Ethological Characterization and Pharmacological Validation of Elevated “I–maze” as Animal Model of Anxiety

Abstract

Abstract Objective: The objective of the present study was to design a novel animal maze which can detect anxiety in mice and effect of different anxiogenic and anxiolytic treatments. Methods: The maze was behaviorally validated by recording the behaviors of mice on the maze before and after administration of anxiolytic drug treatments like Diazepam (1 and 2 mg/kg), Gabapentin (10 and 20 mg/kg), Fluoxetine (5 and 10 mg/kg), Ondansetron (0.1 and 1 mg/kg) and anxiogenic treatments like caffeine (15 and 30 mg/kg) and exposure to immobilization stress. Ethological characterization was done by tracking behavioral pattern of mice on the maze. Results: Diazepam significantly increased the percentage of time spent in the open areas (%TO) and the number of unprotected head dips (uHDIPS), and reduced the number of protected head dips (pHDIPS) and stretch attend postures (SAP) from close to open arm. Similarly, gabapentin significantly increased the %TO and uHDIPS, and reduced the pHDIPS and SAP from close to open arm.

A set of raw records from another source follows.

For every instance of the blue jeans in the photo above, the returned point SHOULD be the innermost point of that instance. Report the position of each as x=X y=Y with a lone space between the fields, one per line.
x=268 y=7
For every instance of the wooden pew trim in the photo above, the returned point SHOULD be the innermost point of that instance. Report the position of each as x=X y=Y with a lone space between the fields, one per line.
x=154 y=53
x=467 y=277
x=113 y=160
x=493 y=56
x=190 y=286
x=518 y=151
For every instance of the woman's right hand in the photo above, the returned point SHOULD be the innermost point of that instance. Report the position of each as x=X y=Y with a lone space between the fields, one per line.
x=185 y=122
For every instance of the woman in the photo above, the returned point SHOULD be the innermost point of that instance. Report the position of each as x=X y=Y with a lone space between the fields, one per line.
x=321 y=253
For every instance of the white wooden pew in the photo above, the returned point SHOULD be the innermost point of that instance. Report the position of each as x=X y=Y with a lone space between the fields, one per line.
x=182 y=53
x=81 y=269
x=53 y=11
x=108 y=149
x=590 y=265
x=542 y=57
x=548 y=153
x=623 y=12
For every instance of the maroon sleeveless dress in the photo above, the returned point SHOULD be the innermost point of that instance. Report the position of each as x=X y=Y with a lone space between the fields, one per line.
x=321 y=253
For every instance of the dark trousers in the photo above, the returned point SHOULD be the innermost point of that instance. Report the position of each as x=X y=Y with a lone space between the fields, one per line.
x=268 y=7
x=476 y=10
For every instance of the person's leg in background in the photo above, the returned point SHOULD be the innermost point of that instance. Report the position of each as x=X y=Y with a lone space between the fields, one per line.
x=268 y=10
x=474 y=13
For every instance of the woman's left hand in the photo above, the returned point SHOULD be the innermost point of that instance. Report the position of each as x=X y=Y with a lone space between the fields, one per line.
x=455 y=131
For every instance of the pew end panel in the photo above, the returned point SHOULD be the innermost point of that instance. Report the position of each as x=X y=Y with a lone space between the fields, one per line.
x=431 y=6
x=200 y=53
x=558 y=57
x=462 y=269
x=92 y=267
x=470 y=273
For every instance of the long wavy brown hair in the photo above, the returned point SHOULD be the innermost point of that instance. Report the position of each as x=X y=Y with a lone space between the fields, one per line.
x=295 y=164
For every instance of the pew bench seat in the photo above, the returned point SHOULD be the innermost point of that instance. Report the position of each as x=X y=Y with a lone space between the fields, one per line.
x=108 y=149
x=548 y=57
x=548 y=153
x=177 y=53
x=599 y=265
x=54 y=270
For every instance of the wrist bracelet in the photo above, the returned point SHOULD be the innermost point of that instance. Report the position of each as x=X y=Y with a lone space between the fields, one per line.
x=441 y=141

Fluoxetine significantly increased the %TO and uHDIPS, and SAP from close to open arm, but it did not have any significant effect on number of pHDIPS. The 5-HT3 receptor antagonist, ondansetron did not produce any significant change in all the behaviors, observed, as compared to vehicletreated control mice. On the other hand, the anxiogenic agent, caffeine and immobilization stress did produce a significant decrease in %TO and the number of uHDIPS, and significantly increased the number of pHDIPS and SAP from close to open arm. Conclusion: The present data indicate that the novel “I - maze” design, pharmacological and ethological analysis provide a sensitive model for detection of anxiolytic/anxiogenic drug action.